Failure Modes of Deep Multi-Agent RL in Asynchronous Pricing: Reproducible Triggers, Trace Diagnostics, and a Partial Fix

We study two reproducible failure modes of deep multi-agent reinforcement learning in continuous-time pricing markets: (i) tacit cartel formation between competing DDPG agents, and (ii) actor--critic instability at high event rates.
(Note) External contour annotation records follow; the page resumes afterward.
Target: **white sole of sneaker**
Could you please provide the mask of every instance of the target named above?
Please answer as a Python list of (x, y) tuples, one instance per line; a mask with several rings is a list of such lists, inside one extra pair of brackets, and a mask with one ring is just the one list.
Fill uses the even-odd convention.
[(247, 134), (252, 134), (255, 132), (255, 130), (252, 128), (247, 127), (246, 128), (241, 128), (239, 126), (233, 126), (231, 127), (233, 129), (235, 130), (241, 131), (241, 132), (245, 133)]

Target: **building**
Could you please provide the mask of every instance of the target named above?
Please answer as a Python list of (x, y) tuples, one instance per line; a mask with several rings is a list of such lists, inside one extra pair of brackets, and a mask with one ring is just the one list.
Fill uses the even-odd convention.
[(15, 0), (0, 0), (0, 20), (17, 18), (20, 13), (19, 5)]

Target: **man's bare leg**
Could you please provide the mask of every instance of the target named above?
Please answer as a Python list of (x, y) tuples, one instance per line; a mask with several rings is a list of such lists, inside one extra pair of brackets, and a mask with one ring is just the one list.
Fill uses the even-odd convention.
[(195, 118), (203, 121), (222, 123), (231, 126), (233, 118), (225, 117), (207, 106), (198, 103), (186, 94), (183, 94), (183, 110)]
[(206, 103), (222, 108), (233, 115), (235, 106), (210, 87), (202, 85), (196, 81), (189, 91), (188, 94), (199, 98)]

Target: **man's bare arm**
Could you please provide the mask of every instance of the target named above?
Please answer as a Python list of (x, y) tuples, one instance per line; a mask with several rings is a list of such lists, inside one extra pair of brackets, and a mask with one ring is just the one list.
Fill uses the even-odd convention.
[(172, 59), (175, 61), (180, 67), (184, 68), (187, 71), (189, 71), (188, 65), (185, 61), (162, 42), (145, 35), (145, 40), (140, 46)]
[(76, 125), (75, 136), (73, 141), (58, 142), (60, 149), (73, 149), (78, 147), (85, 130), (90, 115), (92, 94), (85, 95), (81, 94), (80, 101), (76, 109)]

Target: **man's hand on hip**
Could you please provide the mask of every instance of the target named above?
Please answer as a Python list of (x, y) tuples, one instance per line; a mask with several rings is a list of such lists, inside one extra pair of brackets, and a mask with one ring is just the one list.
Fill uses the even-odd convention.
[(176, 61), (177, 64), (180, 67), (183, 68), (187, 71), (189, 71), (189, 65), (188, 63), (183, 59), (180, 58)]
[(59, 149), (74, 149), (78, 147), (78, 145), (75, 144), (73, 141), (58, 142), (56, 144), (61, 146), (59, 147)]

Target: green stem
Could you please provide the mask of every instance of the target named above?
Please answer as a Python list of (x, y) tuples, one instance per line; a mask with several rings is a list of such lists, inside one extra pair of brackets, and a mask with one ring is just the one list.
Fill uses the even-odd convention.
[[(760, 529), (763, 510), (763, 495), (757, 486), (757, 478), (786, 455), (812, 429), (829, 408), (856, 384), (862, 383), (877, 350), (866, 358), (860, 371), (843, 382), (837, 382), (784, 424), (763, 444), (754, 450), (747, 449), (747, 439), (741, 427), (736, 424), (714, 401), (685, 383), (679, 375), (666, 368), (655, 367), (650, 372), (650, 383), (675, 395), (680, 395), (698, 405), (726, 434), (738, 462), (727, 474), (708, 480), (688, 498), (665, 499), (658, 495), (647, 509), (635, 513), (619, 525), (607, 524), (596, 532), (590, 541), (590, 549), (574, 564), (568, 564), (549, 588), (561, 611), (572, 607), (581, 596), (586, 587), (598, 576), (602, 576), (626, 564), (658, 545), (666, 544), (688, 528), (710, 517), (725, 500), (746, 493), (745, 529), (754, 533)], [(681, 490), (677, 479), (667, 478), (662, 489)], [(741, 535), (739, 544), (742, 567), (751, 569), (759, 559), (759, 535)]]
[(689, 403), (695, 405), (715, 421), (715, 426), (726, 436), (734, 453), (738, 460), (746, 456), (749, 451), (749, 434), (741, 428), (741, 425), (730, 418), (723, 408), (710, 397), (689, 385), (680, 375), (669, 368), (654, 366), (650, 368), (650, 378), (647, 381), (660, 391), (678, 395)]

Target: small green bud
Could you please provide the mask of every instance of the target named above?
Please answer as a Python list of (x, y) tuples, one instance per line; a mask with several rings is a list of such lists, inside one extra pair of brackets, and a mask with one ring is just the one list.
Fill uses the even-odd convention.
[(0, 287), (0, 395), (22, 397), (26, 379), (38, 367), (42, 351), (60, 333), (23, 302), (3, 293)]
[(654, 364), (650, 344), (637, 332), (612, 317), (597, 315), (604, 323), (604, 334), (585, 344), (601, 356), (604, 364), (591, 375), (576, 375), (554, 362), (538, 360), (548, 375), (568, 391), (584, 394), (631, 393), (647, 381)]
We instantiate both inside a single CT-MARL benchmark (Poisson-clocked price updates, observation latency $δ$, interior-optimum logit demand), show that synchronous DDPG agents reliably trigger Failure Mode 1 with collusion index $Δ= 0.69 \pm 0.11$, and quantify a partial microstructure fix: asynchrony alone cuts collusion by 48\% and adding latency drives it to a minimum of $Δ= 0.28$. The fix has clearly documented costs: it is partial ($Δ$ remains supra-Bertrand), it is non-monotone in $δ$, and it does not survive Failure Mode 2, which emerges as DDPG critic divergence at $λ= 5$ and corrupts the phase-diagram cell at $(λ{=}5, δ{=}1)$. We accompany the scalar collusion index with trajectory-level trace diagnostics that expose the within-episode signalling collapse and the post-shock non-recovery.